Week 04: Jun 26 - Jul 02
Jun26
- Create AutoEncoder model's generator with CNN and DeCNN
- tf.nn.conv2d
- output weight and height: out = ceil(in//stride)(with "same" padding)
- W(filter) = [height, weight, in_channels, out_channels]
- tf.nn.conv2d_transpose
- output weight and height: out = in*stride
- W(filter) = [height, weight, out_channels,in_channels]
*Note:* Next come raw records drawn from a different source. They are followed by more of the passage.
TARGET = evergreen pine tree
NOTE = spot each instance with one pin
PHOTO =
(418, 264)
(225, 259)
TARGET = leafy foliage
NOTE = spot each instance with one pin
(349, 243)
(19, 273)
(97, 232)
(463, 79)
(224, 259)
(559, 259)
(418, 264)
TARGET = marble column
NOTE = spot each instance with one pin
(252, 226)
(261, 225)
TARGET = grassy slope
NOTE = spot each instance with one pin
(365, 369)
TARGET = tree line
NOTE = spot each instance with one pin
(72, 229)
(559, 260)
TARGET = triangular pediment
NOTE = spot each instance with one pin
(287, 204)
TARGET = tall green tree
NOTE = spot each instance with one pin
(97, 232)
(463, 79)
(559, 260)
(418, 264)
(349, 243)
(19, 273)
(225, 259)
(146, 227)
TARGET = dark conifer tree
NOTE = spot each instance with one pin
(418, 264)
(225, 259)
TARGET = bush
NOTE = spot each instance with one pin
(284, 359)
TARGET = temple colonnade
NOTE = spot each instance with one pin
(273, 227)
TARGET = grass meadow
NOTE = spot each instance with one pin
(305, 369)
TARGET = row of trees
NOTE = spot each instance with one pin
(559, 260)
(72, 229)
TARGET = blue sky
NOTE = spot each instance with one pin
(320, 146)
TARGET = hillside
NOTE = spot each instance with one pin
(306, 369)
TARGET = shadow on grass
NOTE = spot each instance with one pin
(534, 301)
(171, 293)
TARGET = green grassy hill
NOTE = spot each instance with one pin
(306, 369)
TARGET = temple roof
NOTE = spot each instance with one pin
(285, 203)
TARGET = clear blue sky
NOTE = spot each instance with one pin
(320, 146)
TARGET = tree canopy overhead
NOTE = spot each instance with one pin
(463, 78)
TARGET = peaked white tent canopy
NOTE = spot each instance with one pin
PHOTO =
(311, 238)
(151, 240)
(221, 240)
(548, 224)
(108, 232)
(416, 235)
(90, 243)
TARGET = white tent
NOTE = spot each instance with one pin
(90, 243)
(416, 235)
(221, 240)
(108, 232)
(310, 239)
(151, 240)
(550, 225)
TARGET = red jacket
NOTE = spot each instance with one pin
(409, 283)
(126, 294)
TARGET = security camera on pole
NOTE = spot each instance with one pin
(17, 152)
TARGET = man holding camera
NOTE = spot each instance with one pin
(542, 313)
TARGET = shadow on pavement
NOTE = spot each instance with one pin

- CNNAutoEncoder_2layers.py: 3-layers CNN and DeCNN Autoencoder (shared weights) on mnist
- Give up fully-connected layer and add a Convolutional layer
- Code Size [4 4 4] = 64; Original Size = 28*28 = 784
- Use Xavier initialization for weights rather than normal-distribution
- Xavier Initialization
- Save and restore model
Jun27
- Test CNN Autoencoder on handreg Syriac Data set
- CNNAutoEncoder_oldSyriac.py: 3-layer CNN AutoEncoder
- trainedCNNAutoEn_oldSyriac\CNNAutoEncoder_oldSyriac.ckpt: Trained model (5 epoch, 600,00 training data)
- AutoEncoder_oldSyriac_CNN.png: Example(Test Data) for the CNN AutoEncoder
- This model only uses CNN and DeCNN without pooling and performs really well, much better than fully connected networks. Also, CNN and DeCNN share parameters and they can be used in GAN.
Jun28
- Implement GAN with deCNN
- DeGAN_testsmall.py: DeGAN on small handreg Syriac data
- Discriminator: CNN - CNN - FullyConnected - FullyConnected
- Generator: FullyConnected - DeCNN - DeCNN - DeCNN
- Training is much faster, but the model does not converge
Jun29
- Try to make DeGAN on handreg Syriac works
- Add batch_norm to each layer, the model works much better, but the generated images have weird "grid" and it may caused by the batch_norm function.
Week 05: Jul 17 - Jul 23
Jul17
- Try to build an encoder in the discriminator of GAN
- GAN/DeAutoGAN_testsmall.py: Train on small(29*28) handreg Syriac data set. The discriminator will also return a z vector and D is trained on Diff(real_image,rebuilt_image)
- GANimage\DeAutoGAN_small_random.png: The first line is original image, the second line is the rebuilt image, and the third line is the fake image. It seems the autoencoder works well, but the GAN does not perform well.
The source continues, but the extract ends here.